By the time you see the words “Unveiling Bureaucracy” splashed across this magazine’s cover, you’ve probably already fallen half-asleep.
This was intentional. After last week’s trenchant, hard-hitting food issue, The Mirror needed to lie low. No use stirring up too much trouble in the beginning of the term. Publish one too many searing exposés of campus dining culture, and you never know what you might dredge up.
There’s enough turmoil on this campus already. The last thing the College needs is for journalistic ventures to uncover some of campus’ darkest secrets, like the horror of the Convenience45 meal plan (how have we not witnessed mass protests over the news that this plan offers “no value,” per DDS) or the scrumptious momo dishes at Base Camp Cafe.

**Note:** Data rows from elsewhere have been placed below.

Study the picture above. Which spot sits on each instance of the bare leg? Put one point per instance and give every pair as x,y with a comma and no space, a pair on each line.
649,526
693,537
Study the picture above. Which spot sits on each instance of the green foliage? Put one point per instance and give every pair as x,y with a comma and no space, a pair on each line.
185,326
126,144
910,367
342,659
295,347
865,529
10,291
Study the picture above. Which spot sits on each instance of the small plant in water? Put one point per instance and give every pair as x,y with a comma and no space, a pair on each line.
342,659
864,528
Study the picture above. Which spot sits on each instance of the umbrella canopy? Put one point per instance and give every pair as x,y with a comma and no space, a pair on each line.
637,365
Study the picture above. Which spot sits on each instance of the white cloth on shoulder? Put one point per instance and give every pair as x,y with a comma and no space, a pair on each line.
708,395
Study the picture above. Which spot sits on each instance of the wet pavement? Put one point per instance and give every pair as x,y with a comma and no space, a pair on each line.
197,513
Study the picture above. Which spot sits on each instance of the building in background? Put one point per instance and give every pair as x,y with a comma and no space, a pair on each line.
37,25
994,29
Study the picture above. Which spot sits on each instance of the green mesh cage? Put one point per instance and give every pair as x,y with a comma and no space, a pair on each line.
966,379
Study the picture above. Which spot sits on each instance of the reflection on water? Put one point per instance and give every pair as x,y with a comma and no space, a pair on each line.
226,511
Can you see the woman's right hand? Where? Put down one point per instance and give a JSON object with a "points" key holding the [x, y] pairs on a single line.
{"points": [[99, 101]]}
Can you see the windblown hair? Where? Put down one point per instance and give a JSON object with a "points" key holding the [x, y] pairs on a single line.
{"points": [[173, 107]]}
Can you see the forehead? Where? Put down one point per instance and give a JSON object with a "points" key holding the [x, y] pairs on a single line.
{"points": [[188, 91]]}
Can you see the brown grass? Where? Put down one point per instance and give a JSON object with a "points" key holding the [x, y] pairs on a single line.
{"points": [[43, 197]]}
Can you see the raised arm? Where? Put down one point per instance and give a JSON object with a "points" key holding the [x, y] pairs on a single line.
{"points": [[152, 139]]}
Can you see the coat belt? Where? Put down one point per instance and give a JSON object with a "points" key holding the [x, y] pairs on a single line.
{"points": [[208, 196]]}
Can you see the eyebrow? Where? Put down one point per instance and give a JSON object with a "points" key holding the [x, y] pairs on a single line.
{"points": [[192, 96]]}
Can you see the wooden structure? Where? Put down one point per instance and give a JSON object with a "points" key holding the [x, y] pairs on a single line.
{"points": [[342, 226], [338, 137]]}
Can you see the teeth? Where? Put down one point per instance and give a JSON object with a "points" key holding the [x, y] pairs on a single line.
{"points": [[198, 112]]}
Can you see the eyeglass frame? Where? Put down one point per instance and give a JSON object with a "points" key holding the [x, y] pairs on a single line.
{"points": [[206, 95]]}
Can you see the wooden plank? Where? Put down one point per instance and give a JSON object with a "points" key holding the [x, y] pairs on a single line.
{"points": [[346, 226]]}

What with the inevitable kerfuffle occasioned by this column — I know campus talking heads are still poring over last week’s, attempting to determine where a bright, young talent fell victim to his frenetic desire for fame and fortune — The Mirror simply can’t afford any more controversy.
Enter my vision for “Unveiling Bureaucracy.” Pitches about paper-pushers and abstruse regulations abound. If you’re snoozing, that means The Mirror survives. Consider the magazine a down-payment on the food issues of years to come.
Here’s the trouble: My writers have once again foiled my plot. Administration, they reasoned, touches campus life in complex — and actually deeply interesting — ways. It’s not difficult to tell human stories that consider how bureaucratic strictures impinge on students’ daily ebb. From the College’s charter to the untold stories of Dartmouth librarians, these articles are weighty.
Thus I shiver at the certainty that this issue merits your attention.